Entre autres choses
Entre autres choses, ce qui m'intéresse chez Henri Michaux, c'est sa force de détestation.
Il déteste avec gravité, continuité, méthode. On a parlé à ce propos d'entreprise de détachement, vu sous l'angle curatif des taches qui vous maculent l'espace du dedans. Détester tout et tout le monde, c'est vrai, préserve efficacement des pressions de tous ordres. Henri Michaux n'a semble-t-il jamais baissé sa garde contre les idées du dehors.

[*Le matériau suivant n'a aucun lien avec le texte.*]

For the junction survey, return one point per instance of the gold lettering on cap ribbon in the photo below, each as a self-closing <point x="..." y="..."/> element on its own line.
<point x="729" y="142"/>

Certes, d'autres voies existent: celle de la dérision par exemple. C'est une méthode éprouvée pour creuser convenablement son tunnel singulier. Mais la détestation a l'avantage d'être moins massacrante; elle se projette peu sur autrui. La dérision, elle, est comme une paire de claques; les gens n'aiment pas.
On pourrait dire aussi que Henri Michaux exagère un peu quand il s'en prend à la mer, aux poissons, aux bateaux, aux ports, aux populations indigènes. Cela est dur à entendre pour les nomades qui, nourris de Melville, Conrad, Mac Orlan via Victor Segalen, se croient vaccinés contre les formes les plus pernicieuses de l'exotisme. Enfin, là encore, il a sans doute raison. Il faut détester au moins de temps en temps ce qu'on aurait tendance à trop aimer.
Mais son enseignement le plus difficile, peut-être le plus profond, est quand il parle des vilaines bêtes que sont les mots; ces mots des idées préconçues; ces mots des autres; ces mots qu'il faut briser, abandonner pour enfin parvenir à transcrire l'indicible.